PEYTON JONES: You have to do something to make it do that, don’t you? It doesn’t just spot—anytime you say “Cambridge,” it doesn’t just go—yeah, there’s some gesture. 

GORDON: You go into the data ribbon, and actually, one of the really cool things about those entities is they’re known as linked entities. It’s not just a record, but they also have this link to where they came from, sort of a pointer to the web, if you like. So, it means that if you open up a stock data type in a workbook, Excel will actually automatically refresh properties like the price, and then it would recalc anything that depends on that. So, these have become really popular as ways of building financial models or getting properties of geographies. 

PEYTON JONES: But from a programming point of view, the interesting thing about this was the value in the cell was no longer a scalar. It really is a record, and you could programmatically say “A1.price” to extract the field. That’s the first time that kind of rich, structured data of nested records was available. 

GORDON: Yeah, I think that’s the first time Excel had “dot” actually as an operator. So, we now have, like, “dot,” like in many other programming languages, with IntelliSense, so it kind of gives you an option for different fields you might want to pull out of the record.  

PEYTON JONES: It was a funny dynamic that, for a programming languages person, you’d say, “Well, we need an introduction form, which lets you create records, and then an elimination form that lets you take them apart”—that‘s the dot. But the way it came out in the product is we have the elim form but without the intro form. I think we all get an intro form, but it was just an interesting way in which working with a product group makes things come out in a different way, probably a way that’s more useful for users in the first instance than we would have done as academics. I thought that dynamic was interesting. 
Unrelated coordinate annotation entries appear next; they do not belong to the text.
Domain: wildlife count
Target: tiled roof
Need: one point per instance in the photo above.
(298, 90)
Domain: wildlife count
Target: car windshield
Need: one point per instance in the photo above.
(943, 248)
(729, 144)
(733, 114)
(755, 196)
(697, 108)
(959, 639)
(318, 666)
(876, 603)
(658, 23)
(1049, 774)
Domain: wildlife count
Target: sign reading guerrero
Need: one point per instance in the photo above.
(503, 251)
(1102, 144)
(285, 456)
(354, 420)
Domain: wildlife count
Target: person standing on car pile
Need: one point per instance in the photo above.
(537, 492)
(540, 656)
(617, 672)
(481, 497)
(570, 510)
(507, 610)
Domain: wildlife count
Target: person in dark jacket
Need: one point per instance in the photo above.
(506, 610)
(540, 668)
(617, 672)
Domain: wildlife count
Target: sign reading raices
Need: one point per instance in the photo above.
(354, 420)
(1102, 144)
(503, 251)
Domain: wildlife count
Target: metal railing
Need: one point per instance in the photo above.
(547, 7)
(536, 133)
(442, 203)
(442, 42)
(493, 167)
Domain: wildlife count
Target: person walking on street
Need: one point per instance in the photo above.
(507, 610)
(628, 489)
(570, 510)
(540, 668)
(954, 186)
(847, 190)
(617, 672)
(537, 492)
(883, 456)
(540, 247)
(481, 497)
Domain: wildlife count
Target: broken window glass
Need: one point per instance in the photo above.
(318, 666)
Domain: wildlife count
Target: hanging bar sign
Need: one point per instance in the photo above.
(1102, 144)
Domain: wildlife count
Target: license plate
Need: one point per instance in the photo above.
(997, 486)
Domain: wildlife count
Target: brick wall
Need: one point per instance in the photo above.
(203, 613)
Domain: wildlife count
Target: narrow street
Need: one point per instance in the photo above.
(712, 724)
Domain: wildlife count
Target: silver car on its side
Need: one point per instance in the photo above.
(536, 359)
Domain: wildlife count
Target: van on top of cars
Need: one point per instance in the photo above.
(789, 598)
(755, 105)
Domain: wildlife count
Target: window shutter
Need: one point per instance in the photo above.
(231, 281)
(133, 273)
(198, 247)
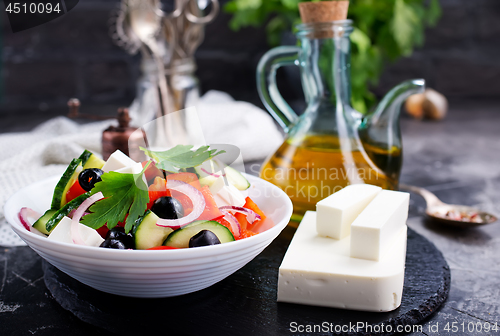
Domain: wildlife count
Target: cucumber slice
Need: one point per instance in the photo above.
(66, 181)
(64, 211)
(147, 234)
(180, 238)
(85, 156)
(41, 222)
(90, 160)
(210, 170)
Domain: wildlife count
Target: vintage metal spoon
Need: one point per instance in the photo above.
(451, 214)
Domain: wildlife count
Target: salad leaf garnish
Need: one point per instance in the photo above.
(181, 156)
(124, 193)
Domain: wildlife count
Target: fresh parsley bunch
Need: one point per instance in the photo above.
(126, 195)
(384, 31)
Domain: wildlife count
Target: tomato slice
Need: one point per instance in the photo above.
(152, 171)
(75, 191)
(163, 248)
(190, 178)
(156, 190)
(249, 204)
(211, 211)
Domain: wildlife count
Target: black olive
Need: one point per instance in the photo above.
(117, 238)
(89, 177)
(116, 233)
(204, 238)
(168, 208)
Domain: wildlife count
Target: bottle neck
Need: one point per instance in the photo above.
(326, 70)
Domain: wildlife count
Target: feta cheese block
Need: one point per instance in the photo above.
(336, 213)
(62, 233)
(116, 161)
(319, 271)
(374, 230)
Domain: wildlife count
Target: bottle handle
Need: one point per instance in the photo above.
(266, 83)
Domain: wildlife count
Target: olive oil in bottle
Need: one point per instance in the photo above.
(315, 167)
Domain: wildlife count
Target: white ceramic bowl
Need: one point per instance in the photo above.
(150, 274)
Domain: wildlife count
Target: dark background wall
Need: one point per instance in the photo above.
(74, 56)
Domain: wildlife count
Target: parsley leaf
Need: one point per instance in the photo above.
(181, 156)
(124, 193)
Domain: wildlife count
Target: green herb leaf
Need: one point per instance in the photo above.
(181, 156)
(124, 193)
(405, 25)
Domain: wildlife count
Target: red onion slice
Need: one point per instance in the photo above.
(235, 224)
(26, 213)
(212, 174)
(196, 198)
(80, 211)
(252, 216)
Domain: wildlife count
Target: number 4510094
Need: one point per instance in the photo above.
(471, 327)
(32, 8)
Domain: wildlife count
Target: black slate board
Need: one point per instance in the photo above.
(245, 303)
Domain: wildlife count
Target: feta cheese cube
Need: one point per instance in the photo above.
(226, 194)
(62, 233)
(319, 271)
(374, 230)
(116, 161)
(336, 213)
GORDON: Yeah, actually, I mean, stepping back, Simon, I think this is one of the really big things that I’ve learned from working with the Excel team—I mean, we’ve been working really intensely on this the last five years—which is the kind of people who use Excel. I mean, it’s a really broad population—it’s a super popular application—but the kind of people who use it are generally not programmers, people who really care about writing code for its own sake. Like most people who are sort of functional programmers, say, Haskell programmers, are really passionate about programming, whereas people who are using Excel, not always, but generally, they are really keen to get some other job done, like they’re an accountant, they’re someone working in finance, maybe a teacher tracking statistics about how their students are doing, and they’re what are known as end-user programmers. They are writing code—they’re writing programs—but really for their own purposes. So, when the Excel team thinks about how best to serve end-user programmers, they often do things a little differently than if you were trying to produce a feature for a very sophisticated programmer. Entities are a good example of that, where the Excel team realized that end users who maybe cared about stocks would just want a very convenient way to go from the name of a company to an entity that would automatically update the stock price rather than having to have maybe a function called “record” that they would call and have to put in arguments to determine which entity to fetch, and I think that’s been quite successful, that end users have really been able to use these features, and they don’t really know what a record is, but they can understand that particular entities matter for what they’re trying to do. 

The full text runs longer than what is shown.